Crocodile Cage Diving, previously Predator Diving is Brian Nielsen’s dream incarnate. Born in the African bush with a passion for anything dangerous he exchanged a fishing rod for spear gun and soon developed an interest in Nile crocodiles bordering on obsession. Later moving to Australia as an off shore saturation diver Brian discovered the Cage of Death at the Darwin crocodile park. Determined to start something similar back in Africa, he sold his Perth home, bought a 4×4 in Harare and arrived in Victoria Falls with a tent, his wife and two sons chasing the rainbow.
Due to National Parks environmental restrictions the cage was never allowed in the Zambezi river, something my brother had hoped for – to share the lives of these prehistoric creatures in their natural habitat. Instead Brian found a vacant pond, a big pond. Big enough for three Nile crocodiles born in captivity: Bongo, Prado and Lucky. The cage is a welding feat, built on an overhead monorail it’s lowered into the water enabling the crocodiles to encircle and climb it with a maximum of 3 divers and a dive instructor inside.
Brian offered me my first job in Vic Falls as manager and diver of Crocodile Cage Diving. Loving diving but loathing crocodiles, I got to know these predators as well as I know my own pets. The Zimbabwean expression ‘flat dogs’ is an apt one. I would have thought nothing of wearing their skin or eating their flesh. That changed as fast as the crocodylus can swim.

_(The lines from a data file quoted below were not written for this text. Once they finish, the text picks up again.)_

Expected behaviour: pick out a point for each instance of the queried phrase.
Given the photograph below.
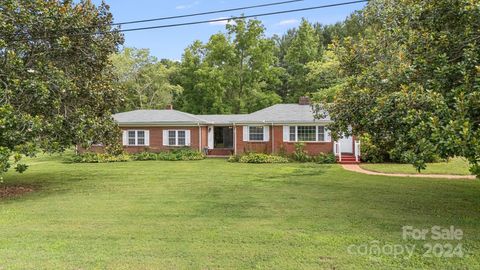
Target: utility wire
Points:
(207, 12)
(237, 17)
(212, 20)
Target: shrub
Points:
(99, 158)
(371, 152)
(234, 158)
(258, 158)
(300, 153)
(325, 158)
(144, 156)
(180, 154)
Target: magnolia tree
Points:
(55, 77)
(414, 80)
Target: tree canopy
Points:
(146, 82)
(55, 76)
(413, 80)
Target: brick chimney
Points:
(304, 100)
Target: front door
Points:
(223, 137)
(346, 144)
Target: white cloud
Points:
(287, 22)
(224, 21)
(187, 6)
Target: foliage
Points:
(325, 77)
(55, 85)
(143, 156)
(324, 158)
(90, 157)
(300, 154)
(233, 72)
(146, 81)
(181, 154)
(172, 155)
(258, 158)
(454, 166)
(413, 80)
(304, 48)
(371, 152)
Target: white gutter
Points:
(234, 139)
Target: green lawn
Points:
(453, 166)
(216, 215)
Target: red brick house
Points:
(274, 129)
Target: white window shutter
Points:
(165, 137)
(328, 137)
(147, 137)
(187, 138)
(210, 137)
(266, 133)
(245, 134)
(124, 137)
(286, 133)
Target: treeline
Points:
(237, 71)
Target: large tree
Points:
(305, 47)
(146, 82)
(234, 72)
(55, 77)
(414, 84)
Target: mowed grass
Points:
(457, 166)
(216, 215)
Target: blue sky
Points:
(170, 42)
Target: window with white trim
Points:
(136, 137)
(177, 138)
(321, 134)
(255, 133)
(307, 134)
(293, 133)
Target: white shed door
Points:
(346, 144)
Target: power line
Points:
(215, 20)
(237, 17)
(207, 12)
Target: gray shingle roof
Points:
(278, 114)
(222, 118)
(156, 117)
(284, 113)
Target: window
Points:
(176, 137)
(136, 137)
(321, 134)
(181, 137)
(255, 133)
(293, 133)
(132, 137)
(307, 133)
(172, 140)
(141, 137)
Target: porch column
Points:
(234, 139)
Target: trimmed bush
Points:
(99, 158)
(173, 155)
(325, 158)
(258, 158)
(300, 153)
(144, 156)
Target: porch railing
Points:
(357, 151)
(337, 150)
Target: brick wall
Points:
(313, 148)
(156, 140)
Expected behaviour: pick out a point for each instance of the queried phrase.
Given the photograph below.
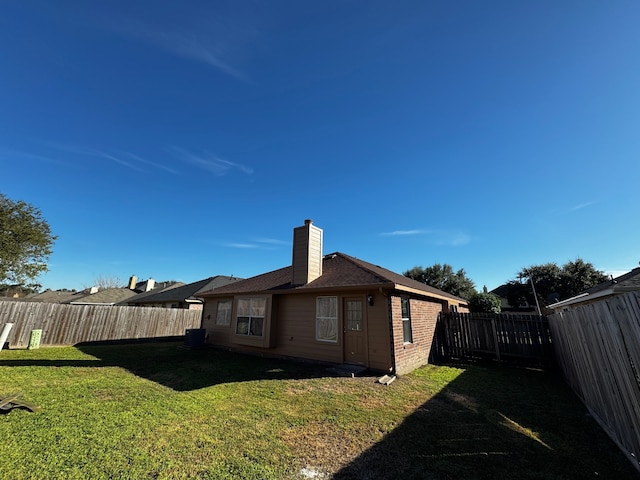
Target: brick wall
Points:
(424, 315)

When you dive with these creatures you see them like you’ve never seen them before. Not sitting with their mouths open along the banks of the river, immobile and alien. Instead, in their element you watch them play and fight, eat and glide, you look them straight in their twinkling golden eyes. You get to touch their feet as they climb over the cage, to rub their broad soft bellies and watch their obvious enjoyment as the gas from your regulator massages their skin.
As much as many of us would love to see these scaly beauties released back into the wild, their habituation to humans would not allow it. They are the martyrs. The chosen few who represent an entire species. And through our contact with them we glimpse into their ancient world, form tangible bonds and want to protect them. Why would you slaughter one of the oldest predators on earth?